Talks

2022

(09-30) Iowa State University, Department of Statistics, Student Poster

Title: Constructing Large Scale Gene Networks by Partial Correlation Graphs with Information Incorporation

Authors: Hao Wang, Yumou Qiu*, Hongqing Guo, Yanhai Yin, Peng Liu*

Abstract: Current research in the field of gene networks focuses on developing rigorous statistical inference under high-dimensional data and incorporating biological knowledge to improve network accuracy. Among different approaches for network analysis, Gaussian graphical model (GGM) shows its advantages because it provides a conditional dependency measure for gene-gene direct interactions by partial correlations. Compared to Pearson’s correlation, partial correlation shows how genes interact with each other after controlling potential confounding factors. We consider to make statistical inference for high-dimensional partial correlation graphs more informative in the sense that biological information can be included if any is available and the error rate can be rigorously controlled at the same time.

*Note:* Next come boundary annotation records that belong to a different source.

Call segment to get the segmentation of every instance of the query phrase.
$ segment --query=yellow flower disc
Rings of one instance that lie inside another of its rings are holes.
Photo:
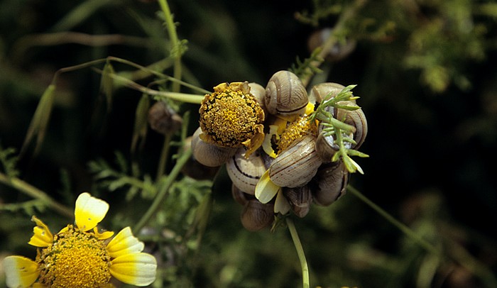
[[[104,241],[72,225],[36,256],[39,282],[51,287],[99,287],[111,278],[111,257]]]
[[[222,147],[260,146],[264,112],[250,94],[248,82],[223,83],[214,90],[205,95],[199,110],[201,139]]]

To measure conditional dependency between two genes, we apply regularized node-wise regression to remove the effects of other genes on those two genes. We propose a novel procedure to estimate a large partial correlation graph among genes by including biological knowledge into the node-wise regression, which we denote as partial correlation graph with information incorporation (PCGII). The proposed procedure overcomes the ill-condition of the number of genes being much greater than the sample size and can infer the gene network with false discovery rate control. We show the biological knowledge is able to improve the accuracy of the inferred graph for gene conditional dependency. We compare the proposed method with several existing approaches through simulation studies and justify the advantages of PCGII in terms of better error rate control and higher power even if the prior set includes false positives. Furthermore, the utility of the proposed procedure is demonstrated in real data analysis. PCGII is able to recover a confirmed regulatory relationship and also uniquely detect a gene with a role of hub node. PCGII additionally identifies several direct interactions which brings light on potential functional relationships in the system.

2019

(10-18) Genetics Group: Reconstruction of Gene Network by c-level Partial Correlation Graphs

Abstract: A key aim in system biology is to understand molecules’ structural and functional processes in a living cell. With the development of high-throughput technologies, quantitative methods can be applied on large scale ‘omics’ datasets. Due to the nature of intricate relationships of all molecules in a cell, network-based methods have become a popular approach to reconstruct gene-gene, gene-protein, and protein-protein interactions. Among different network approaches, Gaussian Graphical Model show advantages in reconstructing gene co- expression networks because it is able to capture the direct association between genes with partial correlations. However, estimating and inferring partial correlations under high-dimensional setting are very challenging. A method utilizing penalized partial correlations called exact hypothesis testing for shrinkage based Gaussian graphical models (Shrunk MLE) is able to overcome the high-dimension problem. However, the statistical inference of such penalized partial correlations is not satisfying. In this project, a novel network inference method, named c-level Partial Correlation Graph (c-level PCG), is applied on the gene expression dataset to model gene-gene direct association. It overcomes the ill-condition of p greater than n and successfully inferrs estimated partial correlation with false discovery rate controlled. Compared to Shrunk MLE, c-level PCG is able to achieve much higher statistical power and control the false discovery rate at the same time, according to our simulation studies.